Pacific herring (Clupea pallasl) are schooling fish that range throughout coastal regions of the North Pacific. They are an important component of the ecosystem as secondary consumers, they serve as high-quality prey for many marine mammals and birds, and in Prince William Sound, Alaska, they comprise an important seasonal commercial fishery.
Models to estimate fish populations commonly integrate many variables, including age, length, sex composition, fishing mortality, and indices of abundance such as catch per unit effort and survey biomass. For Pacific herring in Prince William Sound, population biomass has been modeled and estimated since the early 1970s. Natural mortality is usually treated as a constant in these models because it is difficult to estimate mortality without comprehensive information about disease and predation. Recent evidence from Prince William Sound, however, indicates that use of a constant mortality in such models can lead to large errors in stock assessment estimates. In 1993, estimates based on age-structured population models led biologists to predict that over 1 00,000 metric tons of Pacific herring would spawn. However, only 20,000 metric tons actually returned to spawn. When viral hemorrhagic septicemia virus was isolated from several herring sampled from the population, it was hypothesized that a disease epidemic was responsible for the unexpectedly large natural mortality.
This project will evaluate the role of disease in Pacific herring by focusing on two specific objectives: 1) to determine prevalence and severity of disease in a free ranging Pacific herring population; and 2) to determine, through modifications of an age-structured assessment model, the contribution of disease in explaining Pacific herring population fluctuations. To assess disease-produced mortality, adult Pacific herring from Prince William Sound will be sampled each year in April and October. These will be examined to determine standard length and a variety of assays for general physiological condition and the presence of pathogens will be performed. Prevalence of potential pathogens will be statistically linked to histopathologic lesions and changes in blood chemistry to determine significance of disease to individuals, and prevalence will be linked to population models of abundance to determine population-level significance.

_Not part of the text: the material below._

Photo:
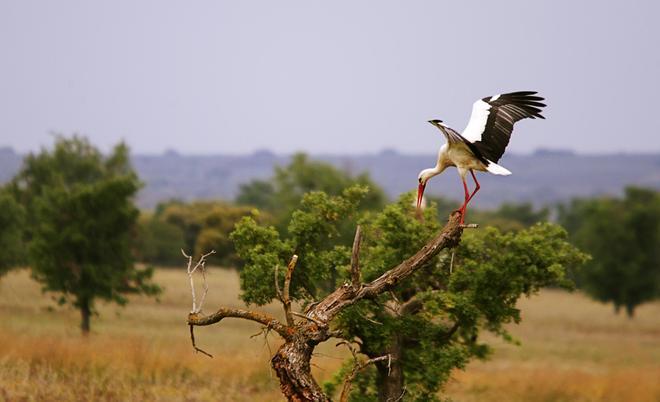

Disease is a fundamental biological process that ultimately affects the longevity of most individuals, and any process that affects individuals will also impact populations. This study will investigate the ecological significance of disease in a pelagic marine schooling fish species and will be the first to model the link between enzootic disease and population change. Results from this study will answer basic questions about how season, gender, spawning condition, and age may affect disease processes cycling through a population.